Step 7: Viewing site Networks
- If you would like to see a network of each individual site, rather than the inter-site connections, select the Network Diagrams for Individual Sites tab. This does not immediately give networks for individual sites, because the default settuing is to ignore all internal site links. You need to tell SocSciBot Tools that you want the internal site links and not any other type of link if you would like a diagram of the internal structure of a web site. To do this, select Select Types of Links to Include in Reports from the Link Type Options menu, and then ensure that of the 4 square check boxes, only Site Self-links is selected and then click OK.
- Now click the Re-calculate Networks button in the Network Diagrams for Individual Sites tab.
- When the files have been creaed and listed on the screen, view them in SocSciBot 4 Network by clicking on them. If you prefer to see them in Pajek (and have Pajek on your system) check the Pajek radio button before clicking on a site. Below are two of the networks in Pajek, redrawn with the Kamada-Kawai algorithm. The second one has so many lines that it is hard to interpret.
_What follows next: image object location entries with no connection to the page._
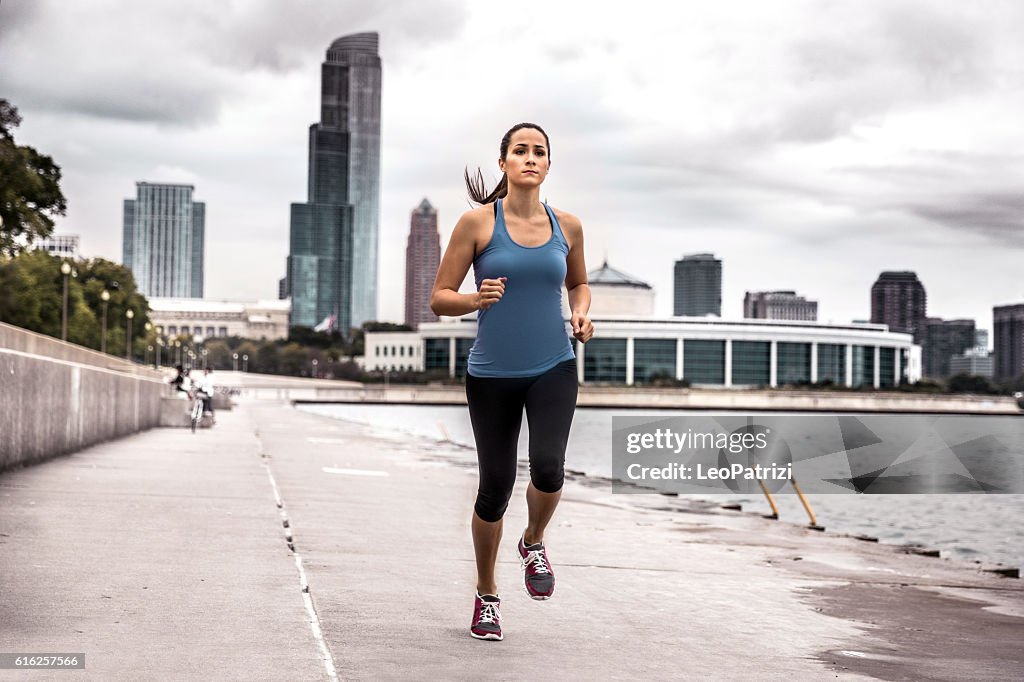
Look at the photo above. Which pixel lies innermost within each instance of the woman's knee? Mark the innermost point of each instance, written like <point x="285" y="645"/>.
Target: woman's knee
<point x="491" y="505"/>
<point x="548" y="477"/>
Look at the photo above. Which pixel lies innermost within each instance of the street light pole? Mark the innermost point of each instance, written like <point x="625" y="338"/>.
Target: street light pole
<point x="66" y="270"/>
<point x="105" y="297"/>
<point x="129" y="313"/>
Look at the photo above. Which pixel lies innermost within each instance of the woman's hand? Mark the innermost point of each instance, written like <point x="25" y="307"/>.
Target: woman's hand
<point x="491" y="292"/>
<point x="583" y="329"/>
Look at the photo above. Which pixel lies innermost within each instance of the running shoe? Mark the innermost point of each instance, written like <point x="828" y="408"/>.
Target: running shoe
<point x="538" y="576"/>
<point x="486" y="617"/>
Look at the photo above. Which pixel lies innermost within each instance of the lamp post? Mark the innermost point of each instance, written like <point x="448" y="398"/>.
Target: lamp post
<point x="105" y="298"/>
<point x="65" y="270"/>
<point x="129" y="313"/>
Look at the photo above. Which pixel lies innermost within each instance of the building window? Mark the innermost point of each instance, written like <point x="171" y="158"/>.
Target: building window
<point x="887" y="367"/>
<point x="704" y="361"/>
<point x="436" y="354"/>
<point x="652" y="357"/>
<point x="751" y="363"/>
<point x="462" y="347"/>
<point x="832" y="364"/>
<point x="604" y="360"/>
<point x="794" y="363"/>
<point x="863" y="366"/>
Step 8: Using Cyclist as a Search Engine
- Start up SocSciBot 4 by double clicking on the file called either SocSciBot or SocSciBot.exe. Select your project and then start Cyclist by clicking on the Cyclist button in the SocSciBot Wizard Step 2. Cyclist is a text search engine, not a link analysis program.
- You will be asked whether you want to import a stoplist. Answer No to this question.
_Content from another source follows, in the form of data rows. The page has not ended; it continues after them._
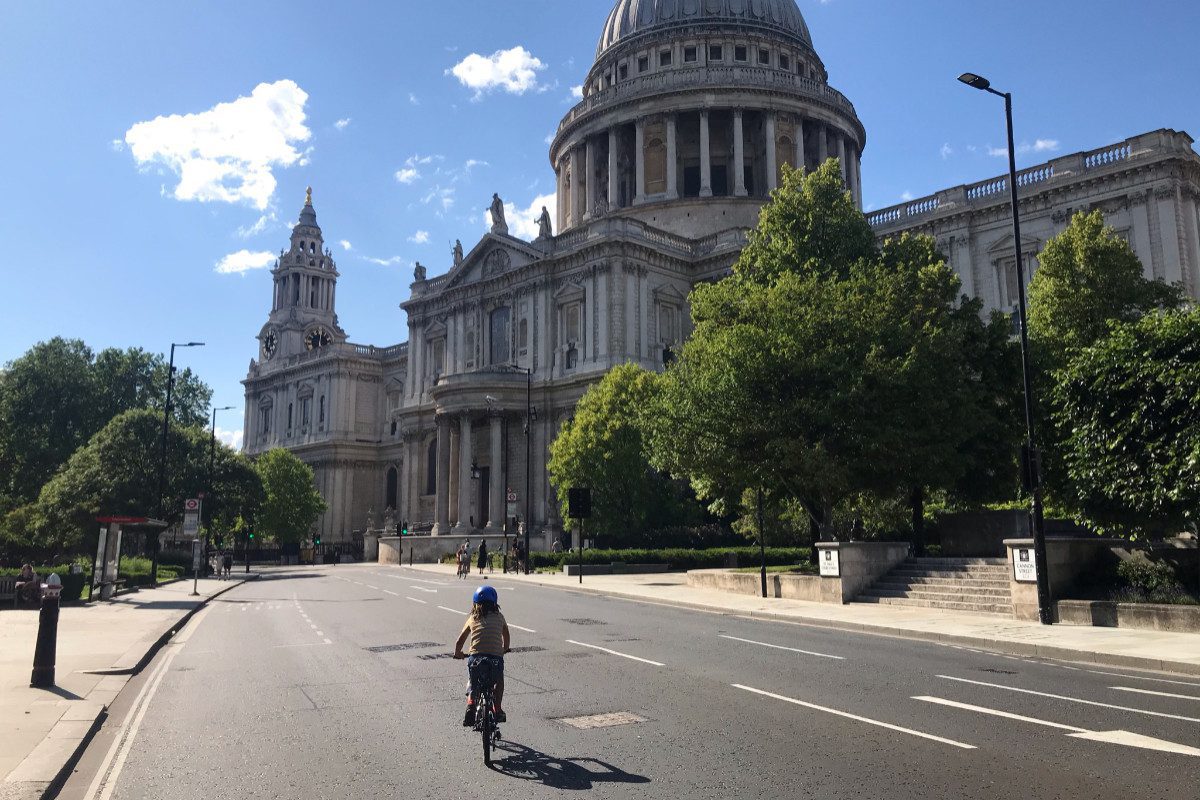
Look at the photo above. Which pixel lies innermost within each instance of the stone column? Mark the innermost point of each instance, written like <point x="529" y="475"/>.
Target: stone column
<point x="466" y="486"/>
<point x="589" y="173"/>
<point x="706" y="157"/>
<point x="577" y="181"/>
<point x="496" y="491"/>
<point x="640" y="162"/>
<point x="442" y="498"/>
<point x="613" y="179"/>
<point x="739" y="168"/>
<point x="672" y="158"/>
<point x="841" y="160"/>
<point x="799" y="143"/>
<point x="772" y="167"/>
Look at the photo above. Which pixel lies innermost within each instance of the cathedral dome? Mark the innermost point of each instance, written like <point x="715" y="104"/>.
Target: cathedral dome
<point x="633" y="18"/>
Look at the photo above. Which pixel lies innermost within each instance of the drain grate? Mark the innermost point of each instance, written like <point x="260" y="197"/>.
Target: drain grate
<point x="603" y="720"/>
<point x="407" y="645"/>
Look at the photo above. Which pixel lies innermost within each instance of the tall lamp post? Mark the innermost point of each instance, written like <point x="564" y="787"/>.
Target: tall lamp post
<point x="1031" y="461"/>
<point x="162" y="457"/>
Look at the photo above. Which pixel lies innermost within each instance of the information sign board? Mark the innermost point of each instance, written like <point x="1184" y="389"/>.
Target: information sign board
<point x="831" y="564"/>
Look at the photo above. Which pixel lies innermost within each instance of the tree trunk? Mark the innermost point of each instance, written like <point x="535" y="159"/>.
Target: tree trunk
<point x="918" y="519"/>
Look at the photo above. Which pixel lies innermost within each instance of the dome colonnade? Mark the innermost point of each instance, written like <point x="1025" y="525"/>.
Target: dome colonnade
<point x="700" y="98"/>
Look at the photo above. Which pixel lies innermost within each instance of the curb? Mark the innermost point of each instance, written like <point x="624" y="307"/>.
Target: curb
<point x="979" y="643"/>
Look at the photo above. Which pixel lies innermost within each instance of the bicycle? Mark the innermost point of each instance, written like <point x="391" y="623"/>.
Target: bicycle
<point x="485" y="716"/>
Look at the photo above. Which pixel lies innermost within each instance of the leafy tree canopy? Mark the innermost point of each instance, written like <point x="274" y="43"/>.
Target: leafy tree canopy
<point x="603" y="449"/>
<point x="1129" y="407"/>
<point x="291" y="500"/>
<point x="57" y="396"/>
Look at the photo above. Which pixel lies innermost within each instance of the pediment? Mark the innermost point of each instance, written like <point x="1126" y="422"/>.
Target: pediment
<point x="493" y="256"/>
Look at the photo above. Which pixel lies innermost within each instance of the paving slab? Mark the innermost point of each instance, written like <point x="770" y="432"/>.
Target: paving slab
<point x="1157" y="650"/>
<point x="100" y="647"/>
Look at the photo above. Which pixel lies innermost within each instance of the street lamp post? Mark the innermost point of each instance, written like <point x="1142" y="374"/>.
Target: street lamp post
<point x="1030" y="457"/>
<point x="162" y="457"/>
<point x="213" y="461"/>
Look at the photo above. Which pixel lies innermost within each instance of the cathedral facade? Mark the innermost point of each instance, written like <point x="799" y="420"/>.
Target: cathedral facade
<point x="688" y="114"/>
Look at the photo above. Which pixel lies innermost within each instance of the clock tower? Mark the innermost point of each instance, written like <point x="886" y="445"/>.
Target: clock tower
<point x="305" y="289"/>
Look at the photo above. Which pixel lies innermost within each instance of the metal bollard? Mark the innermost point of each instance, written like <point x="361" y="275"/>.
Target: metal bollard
<point x="46" y="653"/>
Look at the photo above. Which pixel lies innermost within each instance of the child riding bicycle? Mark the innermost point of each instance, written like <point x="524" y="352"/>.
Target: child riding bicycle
<point x="489" y="641"/>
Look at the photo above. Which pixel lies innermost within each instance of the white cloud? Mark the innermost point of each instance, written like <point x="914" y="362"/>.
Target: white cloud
<point x="523" y="222"/>
<point x="514" y="71"/>
<point x="228" y="152"/>
<point x="232" y="438"/>
<point x="244" y="260"/>
<point x="246" y="232"/>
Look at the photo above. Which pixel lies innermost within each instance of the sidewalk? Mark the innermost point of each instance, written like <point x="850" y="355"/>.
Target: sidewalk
<point x="1111" y="647"/>
<point x="42" y="729"/>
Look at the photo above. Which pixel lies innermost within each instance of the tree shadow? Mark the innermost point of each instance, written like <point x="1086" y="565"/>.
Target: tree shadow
<point x="569" y="774"/>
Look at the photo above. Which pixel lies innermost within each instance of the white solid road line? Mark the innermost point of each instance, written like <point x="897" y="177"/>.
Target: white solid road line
<point x="779" y="647"/>
<point x="1146" y="691"/>
<point x="1072" y="699"/>
<point x="856" y="717"/>
<point x="1111" y="737"/>
<point x="613" y="653"/>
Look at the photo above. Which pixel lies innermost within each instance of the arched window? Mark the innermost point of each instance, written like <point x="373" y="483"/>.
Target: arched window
<point x="393" y="487"/>
<point x="431" y="469"/>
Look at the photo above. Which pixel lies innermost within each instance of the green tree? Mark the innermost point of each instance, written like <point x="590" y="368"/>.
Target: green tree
<point x="117" y="473"/>
<point x="291" y="500"/>
<point x="57" y="396"/>
<point x="1133" y="444"/>
<point x="1089" y="277"/>
<point x="828" y="371"/>
<point x="603" y="449"/>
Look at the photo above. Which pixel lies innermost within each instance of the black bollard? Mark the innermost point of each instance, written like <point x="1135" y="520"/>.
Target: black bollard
<point x="46" y="653"/>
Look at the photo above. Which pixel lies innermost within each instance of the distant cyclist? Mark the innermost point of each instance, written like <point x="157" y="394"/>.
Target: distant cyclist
<point x="486" y="636"/>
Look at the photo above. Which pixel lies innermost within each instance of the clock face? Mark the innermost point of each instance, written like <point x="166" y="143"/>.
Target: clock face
<point x="317" y="337"/>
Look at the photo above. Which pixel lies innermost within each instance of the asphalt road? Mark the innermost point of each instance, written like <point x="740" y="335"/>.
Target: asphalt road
<point x="337" y="683"/>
- After 20 seconds or so of calculations you will get a standard search engine type interface. Try searching for a common word, like "link" and then clicking on the results in the right hand side to see what information you are given. In the example below, 77 pages in the project contain the word link (or links) and the first 10 are listed, with some extra information about them.
The steps of this tutorial apply equally for small and large projects. The only difference is that for a large project, it may take a significant time for the site crawls and for SocSciBot Tools and Cyclist to process the data.
When collecting data for a real project, please complete your crawls before starting Cyclist or SocSciBot Tools and, if possible, back up your data before starting SocSciBot Tools or Cyclist, just in case anything goes wrong.